Question
Sam wants to start work in the Dairy industry in Arizona. He plans eventually to own a cattle farm and make yogurt with them. Sam
Sam wants to start work in the Dairy industry in Arizona. He plans eventually to own a cattle farm and make yogurt with them. Sam knows that this is a big undertaking and that it will require more capital than he has at the present.
Therefore, Sam is planning to start small. This is necessitated by both his lack of capital and his inexperience in yogurt making on a large scale. To begin, Sam is going to use $12,000 in savings to finance the initial purchase of milk from which he will make his first batch of yogurt. He is also thinking about going to the Bank and asking for a loan. He has decided to make the preliminary planning horizon two years and would like to estimate the profit over that period. His most immediate task is to decide how much of the $12,000 should be allocated to purchasing milk for the first year and how much to purchasing milk for the second year. In addition, each year he must decide how much he should allocate to purchasing milk to make his favorite Traditional yogurt and how much to purchasing milk to make the more popular Greek yogurt that seems to have been capturing the attention of a wider market during the last few years in America.
In the first year, each cup of Traditional yogurt requires $0.5 worth of milk, and each cup of Greek yogurt uses $0.7 worth of milk.

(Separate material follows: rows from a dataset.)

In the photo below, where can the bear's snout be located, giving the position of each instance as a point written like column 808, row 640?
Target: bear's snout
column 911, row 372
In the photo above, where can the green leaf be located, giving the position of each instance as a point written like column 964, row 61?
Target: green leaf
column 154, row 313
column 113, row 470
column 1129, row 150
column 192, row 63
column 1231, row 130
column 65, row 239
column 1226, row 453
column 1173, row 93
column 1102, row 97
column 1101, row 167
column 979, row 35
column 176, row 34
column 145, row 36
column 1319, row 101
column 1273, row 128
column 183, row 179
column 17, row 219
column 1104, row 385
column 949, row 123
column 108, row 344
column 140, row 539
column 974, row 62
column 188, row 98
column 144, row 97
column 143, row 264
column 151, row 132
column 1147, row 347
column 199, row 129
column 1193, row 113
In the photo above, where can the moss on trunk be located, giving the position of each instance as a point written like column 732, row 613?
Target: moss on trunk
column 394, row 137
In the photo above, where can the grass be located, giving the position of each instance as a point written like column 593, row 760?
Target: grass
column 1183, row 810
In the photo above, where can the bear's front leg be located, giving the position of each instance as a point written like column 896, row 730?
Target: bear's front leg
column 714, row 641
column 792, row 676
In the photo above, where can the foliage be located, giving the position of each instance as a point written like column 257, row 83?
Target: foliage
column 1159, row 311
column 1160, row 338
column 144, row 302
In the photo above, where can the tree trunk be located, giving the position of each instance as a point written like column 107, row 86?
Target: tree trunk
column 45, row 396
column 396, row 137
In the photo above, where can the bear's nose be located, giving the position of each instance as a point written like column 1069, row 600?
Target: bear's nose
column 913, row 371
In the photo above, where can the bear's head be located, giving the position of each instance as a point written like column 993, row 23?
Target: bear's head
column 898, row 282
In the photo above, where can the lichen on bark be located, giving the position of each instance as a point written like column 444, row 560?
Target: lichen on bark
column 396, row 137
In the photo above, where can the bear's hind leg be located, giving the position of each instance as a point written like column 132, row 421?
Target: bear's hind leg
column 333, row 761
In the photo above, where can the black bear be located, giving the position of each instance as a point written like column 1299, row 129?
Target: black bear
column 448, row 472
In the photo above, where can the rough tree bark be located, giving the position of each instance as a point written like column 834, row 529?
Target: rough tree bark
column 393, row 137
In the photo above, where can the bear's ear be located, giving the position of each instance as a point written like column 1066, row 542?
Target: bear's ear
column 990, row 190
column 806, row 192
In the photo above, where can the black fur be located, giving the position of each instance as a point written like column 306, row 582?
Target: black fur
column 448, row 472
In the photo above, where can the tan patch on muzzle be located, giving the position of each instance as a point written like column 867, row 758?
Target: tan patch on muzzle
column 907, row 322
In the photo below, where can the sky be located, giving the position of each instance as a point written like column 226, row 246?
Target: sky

For the second year, the costs of the yogurt per cup are $0.45 and $0.8, respectively.
Sam anticipates that his Traditional yogurt will sell for $4.00 a cup in the first year and for $5.00 in the second year, while his Greek yogurt price remains the same in both years at $6.5 a cup.
Besides the decisions about the amounts of milk purchased in the two years, Sam must make estimates of the sales levels for the two yogurts during the two years. The local yogurt-making association has told him that marketing is the key to success in any yogurt business; generally, demand is directly proportional to the amount of effort spent on marketing. Thus, since Sam cannot afford to do any market research about sales levels due to his lack of capital, He is pondering how much money he should spend to promote each yogurt each year. The yogurt-making association has given him a rule of thumb that relates estimated demand to the amount of money spent on advertising. For instance, they estimate that for each dollar spent in the first year promoting the Traditional yogurt, a demand for seven cups will be created; and for each dollar spent in the second year, a demand for ten cups will result.
Similarly, for each dollar spent on advertising for the Greek yogurt in the first year, up to eight cups can be sold; and for each dollar spent in the second year, up to twelve cups can be sold.
The initial funds for the advertising will come from the $12,000 savings. Assume that the cash earned from yogurt sales in the first year is available in the second year.
A personal concern Sam has is that he maintains a proper balance of yogurt products so that he will be well positioned to expand his marketing capabilities. Thus, in his mind it is important to ensure that the number of cups of Traditional yogurt sold each year falls in the range between 40% and 70% of the overall number of cups sold.
Question: Sam needs help to decide how much milk to buy, how much money to spend on advertising, and how much profit he can expect to earn over the two-year period. Develop a mathematical model and then solve the model to help him.